June 18, 2008 / 3:54 PM / 9 years ago

Canadian manufacturers urged to look beyond NAFTA

3 Min Read

OTTAWA (Reuters) - Most Canadian manufacturers believe NAFTA has helped their businesses grow, but a survey released on Wednesday also shows they now need to seek new markets outside the continent to stay competitive.

A Deloitte survey of executives in the manufacturing sector in Canada, the United States and Mexico showed that a majority of Canadian respondents credited the North American Free Trade Agreement with helping them access new markets and expand production.

Canada-U.S. trade has doubled in the past 15 years. Over half the goods produced in Canadian factories are sold to the United States or through it to other countries.
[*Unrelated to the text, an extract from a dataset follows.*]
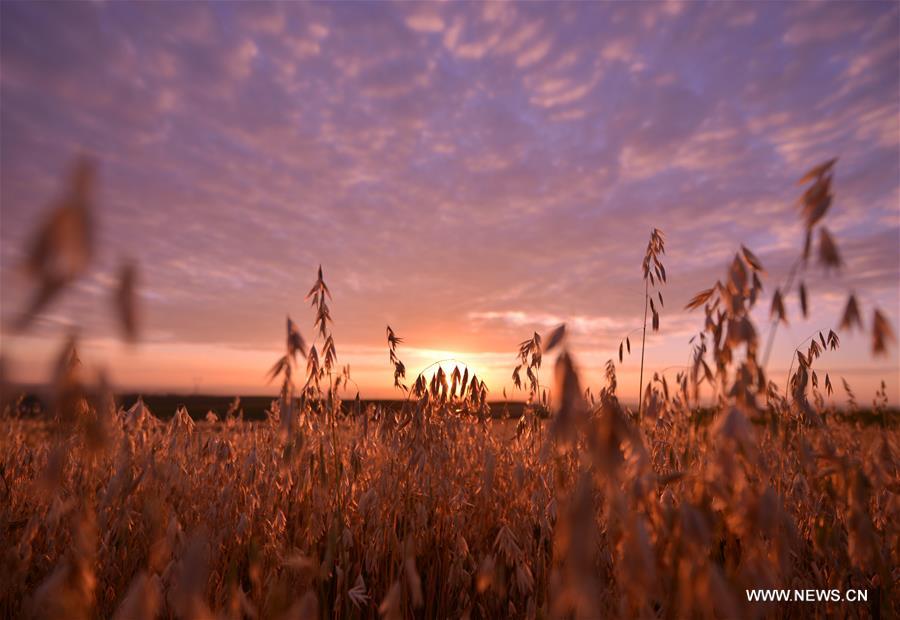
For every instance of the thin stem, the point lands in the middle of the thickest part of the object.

Many manufacturers sell over 80 percent of their total production to the U.S. market, statistics show.

But that close relationship comes with problems too, especially now that U.S. demand is drying up, as the economy shows, and the Canadian dollar has risen against the U.S. dollar.

"Canadian companies are also being challenged by the downturn in very, very important markets for them in the United States," Jayson Myers, president of Canadian Manufacturers and Exporters, said on Wednesday following the survey's release.

Job layoffs and plant closures, especially in the automotive industry, contributed to an economic contraction in Canada in the first quarter and have put pressure on the federal government to come to the sector's aid.

Paradoxically, the experience that Canadian companies had with NAFTA to expand their production, sales and distribution across the three member countries could also help them break free of the limitations of NAFTA, Myers said.

"We're seeing today companies diversify markets around the world, again thanks to the platform that has been provided by NAFTA."

Only 24 percent of the Canadian companies surveyed plan to expand production in their home country. "They are now seeing the industry evolve into a new model -- one which does not necessarily include actual production facilities located within our borders," Deloitte said in a statement.

In addition to relocating plants abroad, Canadians need to put more resources into research and development, innovation and engineering to carve out a specialized niche within a global industry, argues Myers.

"What it has taken to compete in the North American market place is not sufficient to compete in a global market place," he said.

"We have to look at how we can continue to maintain our competitiveness within North America, but the name of the game today is global competitiveness."